Podiumsdiskussion mit (v.l.) Sr. Teresa Schlackl, Verena Osanna, P. Helmut Schumacher und den Ordenstags-Referent:innen Veronika Prüller-Jagenteufel, Martin Dürnberger und Abtprimas Jeremias Schröder, moderiert von Gabi Eder-Cakl. (c) ÖOK/emw
Hoffnung auch durch Abschließen
Im Anschluss an die Rede des Abtprimas führte ein Podiumsgespräch mit den Vortragenden des Tages die Inhalte weiter und zeigte durch die Beiträge der Tagungsteilnehmer Anschlusspunkte im Ordensleben sichtbar.
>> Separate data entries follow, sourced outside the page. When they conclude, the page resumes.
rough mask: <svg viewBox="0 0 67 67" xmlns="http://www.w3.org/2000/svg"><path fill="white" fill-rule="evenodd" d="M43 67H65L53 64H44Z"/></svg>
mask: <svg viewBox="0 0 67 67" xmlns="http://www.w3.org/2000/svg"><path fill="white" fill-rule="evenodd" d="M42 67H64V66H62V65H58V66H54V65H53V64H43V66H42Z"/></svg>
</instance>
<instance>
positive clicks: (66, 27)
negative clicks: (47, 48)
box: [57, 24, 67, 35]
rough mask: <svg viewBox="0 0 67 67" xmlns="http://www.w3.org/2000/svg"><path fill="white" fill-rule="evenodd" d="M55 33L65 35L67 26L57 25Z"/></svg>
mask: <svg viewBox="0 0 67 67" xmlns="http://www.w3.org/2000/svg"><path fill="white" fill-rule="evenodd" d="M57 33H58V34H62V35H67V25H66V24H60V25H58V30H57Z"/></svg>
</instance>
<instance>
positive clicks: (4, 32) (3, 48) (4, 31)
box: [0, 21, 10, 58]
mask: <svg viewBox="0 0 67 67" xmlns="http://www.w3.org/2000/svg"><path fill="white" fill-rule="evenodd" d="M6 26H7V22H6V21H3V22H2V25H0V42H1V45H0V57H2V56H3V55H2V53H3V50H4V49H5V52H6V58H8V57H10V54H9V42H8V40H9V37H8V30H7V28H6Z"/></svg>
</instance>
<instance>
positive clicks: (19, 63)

Für viele Rückmeldungen sorgte das vom Theologen Martin Dürnberger eingebrachte Gesellschaftsbild einer abwärts gehenden „Rolltreppe“. Eine Ordensoberin berichtete, sie habe zehn Konvente schließen müssen und dennoch Hoffnung behalten, habe sie doch erfahren: „Wenn du abbaust, baust du Zukunft.“ Sie verwies auf das Bild vom Weizenkorn, das nur sterben könne, weil es Leben in sich trägt. Dürnberger nannte dies „Exnovation“: das würdige Abschließen von Entwicklungen.
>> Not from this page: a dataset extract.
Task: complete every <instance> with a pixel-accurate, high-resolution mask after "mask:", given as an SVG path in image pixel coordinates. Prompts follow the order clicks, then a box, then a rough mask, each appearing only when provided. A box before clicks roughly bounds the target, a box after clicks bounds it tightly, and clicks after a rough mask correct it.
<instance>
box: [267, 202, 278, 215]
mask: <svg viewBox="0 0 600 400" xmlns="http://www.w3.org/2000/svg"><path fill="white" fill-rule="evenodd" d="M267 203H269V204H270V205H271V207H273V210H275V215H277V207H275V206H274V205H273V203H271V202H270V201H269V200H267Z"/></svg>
Viele und mannigfaltige Beispiele fanden die Anwesenden zu „Hoffnungsorten“ aus der Ordenswelt. „Gesprächsinsel“-Leiterin Verena Osanna berichtete von der Erfahrung, dass Trost durch das gemeinsame Aushalten von Trauersituationen gespendet werden könne. P. Helmut Schumacher vom Kardinal-König-Haus hob die Bedeutung von Räumen des Humors hervor, in denen „übereinander Lachen“ möglich sei, besonders in einer Zeit wachsender gesellschaftlicher Spannungen. Sr. Teresa Schlackl sprach von der Möglichkeit eines „stellvertretenden Hoffens“, etwa im Krankenhausdienst, wo Ordensfrauen täglich Nähe schenken, wenn anderen die Kraft fehlt.
Mehrere Ordensfrauen kritisierten eine Fixierung auf Nachwuchs beim Reden von Hoffnung in ihrem Alltag. Eine 94-jährige Schwester, die anderen mit Gestricktem Freude macht, sagte: „Wichtig ist, dass man jeden Tag schaut, was man für andere tun kann.“ Eine junge Ordensfrau betonte, sie fühle sich nicht verantwortlich für das Überleben der Orden, Hoffnung entstehe für sie vielmehr durch viele kleine „Lichtpunkte“ im Land. Abtprimas Schröder sah das Hoffnungszeugnis der Orden auch in ihrem treuen Begleiten bis an die Grenzen des Lebens. Orte, an denen Gemeinschaft „als Ganze Erlöstheit ausstrahlt“, könnten auch künftig Hoffnung für Kirche und Gesellschaft sein.